Cheguei e lá estava ele. Sentado na cadeira reclinável, os olhos fechados pensavam no rock antigo em seu ouvido. Os cachos no cabelo enfeitavam o rosto perfeito.Estava ali parecendo não se preocupar com nada ou talvez não se preocupa-se mesmo.

Uma voz angelical atrás de mim me encaminhou para o leste, para perto do anjo.

-Aqui?! Perguntei para a aeromoça com o vestido azul-marinho.

Ela deu um sorriso forçadamente simpático e saiu para atender um senhor que parecia estar se engasgando.

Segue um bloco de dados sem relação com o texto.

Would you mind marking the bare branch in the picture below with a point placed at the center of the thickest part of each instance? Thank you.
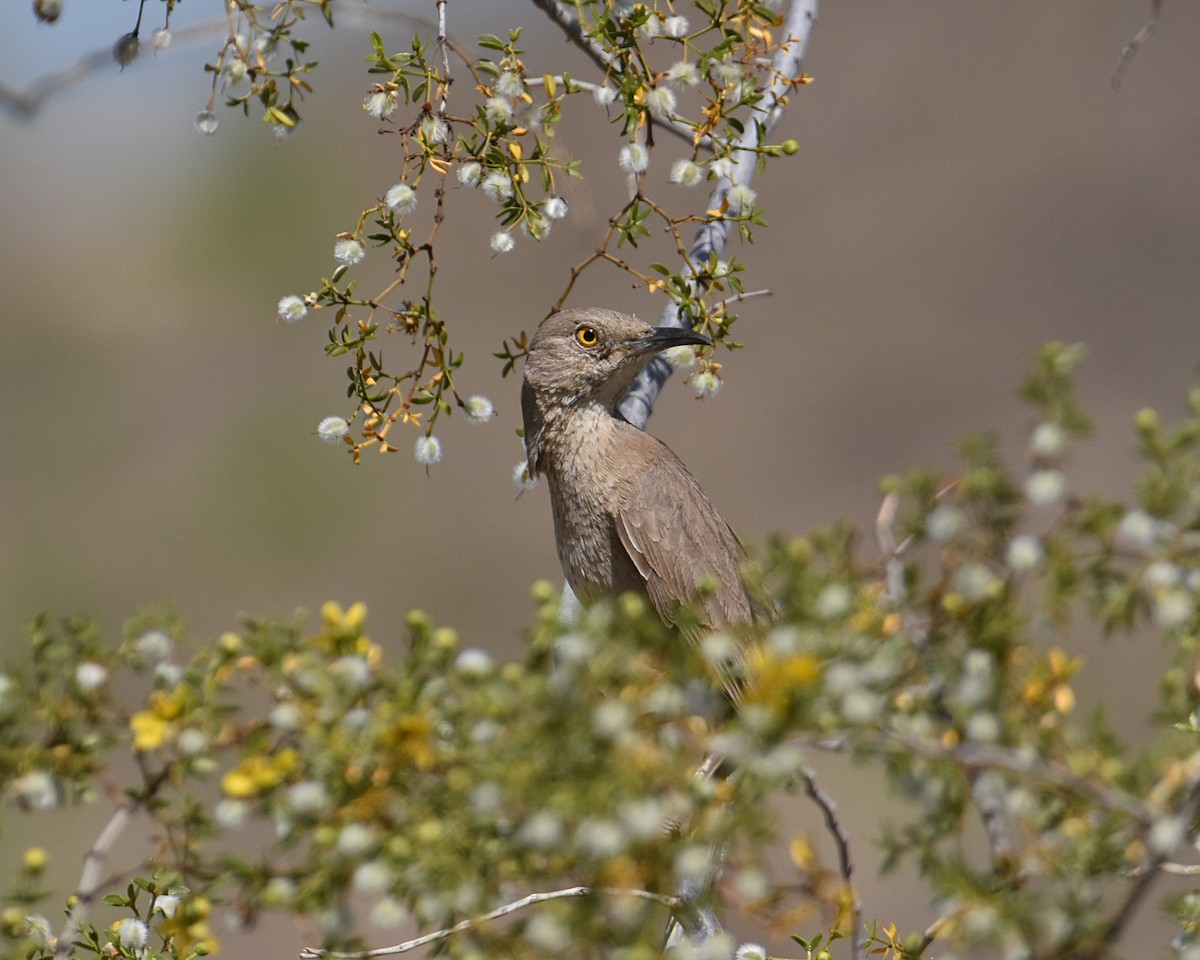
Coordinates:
(311, 953)
(1131, 48)
(841, 843)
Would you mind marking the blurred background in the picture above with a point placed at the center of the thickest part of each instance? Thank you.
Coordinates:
(969, 185)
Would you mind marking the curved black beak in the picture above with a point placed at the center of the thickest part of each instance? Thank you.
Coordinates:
(661, 337)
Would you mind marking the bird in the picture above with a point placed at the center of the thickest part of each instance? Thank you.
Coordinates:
(629, 516)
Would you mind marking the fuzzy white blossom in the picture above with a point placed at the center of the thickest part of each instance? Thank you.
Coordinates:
(1048, 439)
(634, 157)
(1025, 553)
(205, 123)
(660, 101)
(1045, 487)
(435, 129)
(741, 198)
(379, 103)
(427, 450)
(509, 84)
(333, 429)
(132, 934)
(479, 409)
(522, 478)
(675, 27)
(468, 173)
(90, 676)
(348, 251)
(401, 199)
(292, 309)
(706, 384)
(497, 186)
(498, 109)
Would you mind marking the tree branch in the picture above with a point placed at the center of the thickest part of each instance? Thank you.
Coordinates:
(713, 235)
(312, 953)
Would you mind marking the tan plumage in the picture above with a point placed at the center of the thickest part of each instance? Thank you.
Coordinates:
(628, 514)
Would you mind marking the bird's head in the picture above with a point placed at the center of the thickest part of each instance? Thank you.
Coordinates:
(588, 355)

Olhei mas uma vez para ele, percebi o violão ao seu lado. Sim. Ele era perfeito! Coloquei minha maleta na parte de cima e sentei tentando fazer o mínimo de barulho possível. Fiquei sem mexer nenhum músculo por alguns segundos.

-Alguma coisa senhora? A aeromoça mais velha chegou com uma bandeja de alumínio.

Sorri e peguei um chá com um saquinho de biscoitos. Eu não tinha fome mas ela tinha se esforçado tanto para ser gentil.Peguei em minha bolsa a segunda edição de “Viagem ao sol” e uma fivela.Prendi meu cabelo em um rabo de cavalo malfeito e abri o livro.

Depois de 10 minutos lendo o sofrimento de Alaíde com a perca de Francesco algo se mexeu na minha frente. Abaixei o livro lentamente e lá estava ele olhando para mim. Os olhos castanhos me lembravam alguém que não conseguia lembrar. Minha personalidade não era uma das mais fortes e dificilmente encarava as pessoas. Mas naquele momento foi diferente. Nossos olhos se encontravam e eu podia jurar que conhecia aquele castanho intensamente brilhante.

Talvez ele estivesse olhando para meu nariz fino demais. Ou para a maquiagem que tinha sido esquecida de fazer. Ou talvez eu estivesse suja. Ai meu Deus, eu estava suja?

Dei um pigarro e nós dois abaixamos a cabeça. Aproveitei para passar a mão no rosto discretamente tentando tirar qualquer coisa que não deveria estar ali. Barulho oco. Ele tinha deixado algo cair. Abaixamos para pegar e fui mais rápida encostando no livro primeiro. Dois elementos não ocupam o mesmo espaço e sua mão encostou-se à minha, me fazendo arrepiar ate o ultimo fio de cabelo. Um pequeno e singelo “desculpe” saiu da parte dele.

Sorri e entreguei o livro. Também era uma 2° edição de Viagem ao sol. Sim, ele ainda tinha qualidades humanas. Ele também sorriu.

-É um ótimo livro.

Eu tinha puxado assunto? Como assim? Eu nunca puxava assunto.

Ele olhou para a capa do livro e deu um sorriso de lado. A perfeição existia e estava ali, na minha frente.

-Um ótimo livro...

A voz dele soou como um coral de anjos em meus ouvidos. Uma voz meio rouca mas que conseguia ser delicada sem esforço algum.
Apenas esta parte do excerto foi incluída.